Dziś znów jadę do szkoły muzycznej. Wczoraj do mojej mamy zadzwoniła pani od fortepianu i mówiła, że telefonowała do organizatorów tego drugiego konkursu (o którym pisałam bodajże w przed ostatnim poście). Okazało się, że z tego konkursu też nici, bo już nie ma miejsc. No cóż, jak to mówi moja pani, na konkursy będę jeździć w przyszłym roku.

piątek, 11 marca 2011

Wyjątkowy post

Dziś nie mam zbyt wiele do napisania, oprócz tego, że jadę zaraz do szkoły muzycznej. Napiszę więc kilka słów o jednym z najwybitniejszych światowej sławy kompozytorze - Wolfgangu Amadeuszu Mozarcie. Niektórzy pewnie ze znudzeniem westchną w tym momencie, ale myślę, że warto o tym przeczytać, bo to ciekawa historia, a poza tym jest to blog o muzyce.
Mozart urodził się w Salzburgu (Niemcy) w 1756 roku. Jego ojciec, Leopard był nadwornym muzykiem. Amadeusz miał niesamowitą pamięć i pisała wspaniałą muzykę, po prostu: był geniuszem. Choć żył w dostatku, zmarł w biedzie w 1791 roku w Wiedniu. Razem z Beethovenem (o którym może też niedługo napiszę) i Haydnem tworzyli trójkę klasyków wiedeńskich.
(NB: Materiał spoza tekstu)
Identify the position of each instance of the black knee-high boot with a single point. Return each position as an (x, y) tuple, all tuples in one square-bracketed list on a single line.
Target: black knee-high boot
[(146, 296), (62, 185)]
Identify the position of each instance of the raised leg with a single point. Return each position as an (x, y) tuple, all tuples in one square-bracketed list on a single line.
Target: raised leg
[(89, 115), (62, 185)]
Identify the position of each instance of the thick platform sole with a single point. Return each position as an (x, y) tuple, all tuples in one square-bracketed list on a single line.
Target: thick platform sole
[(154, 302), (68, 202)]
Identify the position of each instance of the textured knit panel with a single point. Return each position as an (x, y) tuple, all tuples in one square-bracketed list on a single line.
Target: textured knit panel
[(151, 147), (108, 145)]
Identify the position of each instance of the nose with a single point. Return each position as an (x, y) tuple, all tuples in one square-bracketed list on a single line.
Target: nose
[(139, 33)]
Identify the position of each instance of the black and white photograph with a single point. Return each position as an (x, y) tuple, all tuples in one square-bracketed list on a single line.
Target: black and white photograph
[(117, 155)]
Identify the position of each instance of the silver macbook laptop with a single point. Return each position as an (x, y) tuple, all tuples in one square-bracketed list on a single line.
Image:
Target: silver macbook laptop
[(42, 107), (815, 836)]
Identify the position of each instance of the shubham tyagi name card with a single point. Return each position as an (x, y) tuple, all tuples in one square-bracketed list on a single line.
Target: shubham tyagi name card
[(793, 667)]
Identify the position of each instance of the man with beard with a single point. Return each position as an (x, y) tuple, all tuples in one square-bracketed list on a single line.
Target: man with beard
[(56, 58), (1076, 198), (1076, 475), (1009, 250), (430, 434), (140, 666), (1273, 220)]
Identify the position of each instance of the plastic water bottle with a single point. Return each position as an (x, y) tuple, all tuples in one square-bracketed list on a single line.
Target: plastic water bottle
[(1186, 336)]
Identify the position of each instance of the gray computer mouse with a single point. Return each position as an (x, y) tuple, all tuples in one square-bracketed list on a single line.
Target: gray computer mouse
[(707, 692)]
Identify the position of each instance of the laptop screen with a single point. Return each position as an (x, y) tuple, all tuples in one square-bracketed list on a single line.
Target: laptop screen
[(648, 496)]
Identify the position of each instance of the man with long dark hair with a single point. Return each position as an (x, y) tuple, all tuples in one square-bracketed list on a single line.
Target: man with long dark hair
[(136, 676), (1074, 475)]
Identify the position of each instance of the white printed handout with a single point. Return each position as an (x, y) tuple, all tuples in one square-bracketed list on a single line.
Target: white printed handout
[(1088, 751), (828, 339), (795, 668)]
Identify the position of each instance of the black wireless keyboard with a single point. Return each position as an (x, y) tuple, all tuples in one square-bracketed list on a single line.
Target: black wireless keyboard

Jeśli chcesz wiedzieć o tym kompozytorze więcej, wejdź na stronę http://biografia24.pl/muzyka-powa-na-wolfgang-amadeus-mozart-c-3_27_82.

wtorek, 8 marca 2011

I po konkursie...

Dzisiaj, kiedy miałam lekcję fortepianu w szkole muzycznej, pani powiedziała mi, że nie będę jechała na konkurs pianistyczny do Choszczna, ponieważ jeden z moich utworów nie spełnia wymagań konkursowych. Ale być może zamiast tego konkursu, pojadę na inny do miejscowości koło Poznania.

piątek, 4 marca 2011

Po feriach...

Dzisiaj byłam po raz drugi po feriach w szkole muzycznej. Były to zarazem trzecie zajęcia z nową panią od KS i AM. Szczerze mówiąc podoba mi się. Myślałam, że będzie gorzej, typu robienie trudnych sprawdzianów, krzyczenie na nas itp. Co do fortepianu, to pani mówiła, że w dni, kiedy mam więcej czasu najlepiej by było jak bym ćwiczyła po 2 godz... Bo niedługo, bo już na początku kwietnia mam konkurs pianistyczny w Szczecinie, a na początku maja dyplom w szkole muzycznej. Dyplom to taki koncert na zakończenie w moim przypadku I stopnia.